Who Cares About Opening Doors When You Can Own the Building?

Like many of my lawyer colleagues with college-aged students, I’ve been tracking the college admissions scandal with interest, particularly the involvement of Gordon Caplan , co-chair at Wilkie, Farr & Gallagher who paid $75,000 to bribe the proctor of an ACT exam to boost his daughter’s chances of admission to a top school.  Quite honestly, the only thing that surprises me about this scandal is that more lawyers weren’t involved.  After all, there are few professions that place as much stock as lawyers in school rankings and pedigree and brand name firms as a way to advance a career. 

But of course, most lawyers are nothing if not risk averse. And if you’re looking for a safe bet, even today, a big name law school is still the way to go – provided that you do well enough to wind up at the top of the class — odds that can be improved with tutors and study guides which are readily available for the right price. And once you have that degree from a top school, it functions as a key to open doors to an impressive judicial clerkship or a lucrative associate position at a large firm or a plum government job or on the Hill or maybe even at a big tech company like Google or Facebook.  For many young people and their worried lawyer-parents, the doors that can be opened with a fancy degree are simply too good to be true and are worth pursuing at any cost. 

Unfortunately, most lawyers are myopically obsessed with opening doors — not just as a smooth path to career success but for other aspects of law practice.

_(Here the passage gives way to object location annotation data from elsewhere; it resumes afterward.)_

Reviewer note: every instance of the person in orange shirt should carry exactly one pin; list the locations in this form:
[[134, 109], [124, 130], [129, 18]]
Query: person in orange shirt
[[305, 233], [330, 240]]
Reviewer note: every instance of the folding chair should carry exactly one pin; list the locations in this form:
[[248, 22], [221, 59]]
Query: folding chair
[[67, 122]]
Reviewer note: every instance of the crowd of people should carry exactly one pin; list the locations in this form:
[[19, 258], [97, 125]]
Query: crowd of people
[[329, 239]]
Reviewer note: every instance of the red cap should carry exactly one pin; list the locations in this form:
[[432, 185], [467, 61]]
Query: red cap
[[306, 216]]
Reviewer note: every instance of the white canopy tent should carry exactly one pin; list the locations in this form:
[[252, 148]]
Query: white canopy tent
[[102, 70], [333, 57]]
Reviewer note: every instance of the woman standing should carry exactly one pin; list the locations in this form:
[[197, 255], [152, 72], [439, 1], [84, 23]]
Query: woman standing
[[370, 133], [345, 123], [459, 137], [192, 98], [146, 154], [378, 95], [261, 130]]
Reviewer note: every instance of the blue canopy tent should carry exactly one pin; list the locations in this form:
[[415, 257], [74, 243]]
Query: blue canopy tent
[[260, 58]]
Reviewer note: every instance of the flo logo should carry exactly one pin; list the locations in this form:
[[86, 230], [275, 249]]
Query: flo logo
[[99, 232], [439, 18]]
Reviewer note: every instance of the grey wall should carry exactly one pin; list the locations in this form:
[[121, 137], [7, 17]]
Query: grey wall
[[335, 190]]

In litigation, many lawyers strive to intimidate opposing counsel to shut the door on what might be a meritorious case (if you don’t believe it, take a look at how esteemed lawyer David Boies operated when called upon to defend Elizabeth Holmes in the Theranos debacle). We look for ways to distinguish facts or precedent to squeeze our case through the door left open by the one before instead of arguing for entirely new precedent.  And not surprisingly, we have staunchly blocked the door to the practice of law to non-lawyers – even if no one else is beating down the door to serve clients.

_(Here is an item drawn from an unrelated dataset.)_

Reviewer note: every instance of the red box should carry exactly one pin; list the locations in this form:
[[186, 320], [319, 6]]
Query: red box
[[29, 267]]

But there’s two things about doors to keep in mind. First, they have two sides. So for every opportunity that a lawyer may be unable to access on one side, a chiral option exists on the other. In simpler terms, maybe a student graduating from a so-called Tier 3 school with middling grades and no connections will never work at biglaw. But no reason why he can’t litigate against them – as I’ve done most of my career. Or rule against big firms from the bench – as these extraordinary women of color,predominantly from solo practices, will have an opportunity to do.

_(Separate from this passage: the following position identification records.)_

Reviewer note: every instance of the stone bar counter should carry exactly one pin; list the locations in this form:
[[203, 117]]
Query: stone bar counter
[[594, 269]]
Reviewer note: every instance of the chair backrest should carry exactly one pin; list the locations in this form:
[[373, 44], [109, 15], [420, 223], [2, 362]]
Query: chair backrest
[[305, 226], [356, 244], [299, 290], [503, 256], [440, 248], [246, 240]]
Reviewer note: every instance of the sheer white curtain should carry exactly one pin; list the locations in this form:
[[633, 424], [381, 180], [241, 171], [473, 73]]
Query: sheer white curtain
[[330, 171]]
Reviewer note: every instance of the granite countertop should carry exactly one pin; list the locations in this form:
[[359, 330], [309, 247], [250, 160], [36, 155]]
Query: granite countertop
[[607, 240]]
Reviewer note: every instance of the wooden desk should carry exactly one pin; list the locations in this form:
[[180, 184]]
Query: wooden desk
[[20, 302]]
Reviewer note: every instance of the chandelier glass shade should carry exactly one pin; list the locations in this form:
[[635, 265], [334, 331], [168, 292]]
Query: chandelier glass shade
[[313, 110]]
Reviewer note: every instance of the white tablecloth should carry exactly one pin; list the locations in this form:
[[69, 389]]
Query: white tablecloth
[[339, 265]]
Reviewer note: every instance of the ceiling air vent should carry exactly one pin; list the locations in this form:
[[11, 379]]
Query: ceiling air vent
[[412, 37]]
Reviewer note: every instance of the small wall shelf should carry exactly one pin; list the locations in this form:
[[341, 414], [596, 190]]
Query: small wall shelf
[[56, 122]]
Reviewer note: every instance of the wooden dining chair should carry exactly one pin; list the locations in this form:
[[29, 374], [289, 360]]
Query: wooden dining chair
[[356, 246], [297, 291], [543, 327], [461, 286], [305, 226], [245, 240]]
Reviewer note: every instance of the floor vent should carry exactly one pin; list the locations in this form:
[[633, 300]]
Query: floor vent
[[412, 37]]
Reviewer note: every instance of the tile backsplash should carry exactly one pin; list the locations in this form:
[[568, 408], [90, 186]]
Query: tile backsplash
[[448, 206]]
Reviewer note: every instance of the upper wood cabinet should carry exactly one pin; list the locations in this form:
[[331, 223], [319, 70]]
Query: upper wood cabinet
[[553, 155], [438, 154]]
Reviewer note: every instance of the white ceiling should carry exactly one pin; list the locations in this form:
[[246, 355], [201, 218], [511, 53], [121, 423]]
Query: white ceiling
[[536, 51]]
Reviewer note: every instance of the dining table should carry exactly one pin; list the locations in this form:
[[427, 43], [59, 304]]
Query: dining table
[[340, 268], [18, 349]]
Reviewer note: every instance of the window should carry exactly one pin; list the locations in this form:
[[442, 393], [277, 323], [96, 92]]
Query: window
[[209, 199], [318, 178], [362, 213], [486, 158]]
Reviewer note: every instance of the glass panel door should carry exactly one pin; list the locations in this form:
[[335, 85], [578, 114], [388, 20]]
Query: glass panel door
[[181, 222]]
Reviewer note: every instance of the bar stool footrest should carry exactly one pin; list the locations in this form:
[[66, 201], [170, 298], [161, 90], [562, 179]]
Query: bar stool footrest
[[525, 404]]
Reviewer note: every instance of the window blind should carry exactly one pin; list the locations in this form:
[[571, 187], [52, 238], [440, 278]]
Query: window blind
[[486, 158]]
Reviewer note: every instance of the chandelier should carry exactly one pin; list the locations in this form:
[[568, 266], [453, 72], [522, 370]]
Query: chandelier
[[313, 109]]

And that’s the second thing about doors: as wide as they may swing open when pushed by someone holding the right degree or connection, ultimately, the very purpose of a door is to limit, to confine and separate.  Even a door left ajar so wide that every Ivy League graduate can pass through will never match the extraordinary scope of human imagination to envision and actualize an entirely different path.

So that’s why I’ve never believed in the so-called meritocracy of a fancy degree. Whether or not those degrees open doors doesn’t matter because those doors lead to conventional opportunities that don’t inspire me. I’d rather skip right past the door, and figure out a way to construct my own building. If top tier law schools are worth even a penny of what they cost, that’s the lesson they ought to teach.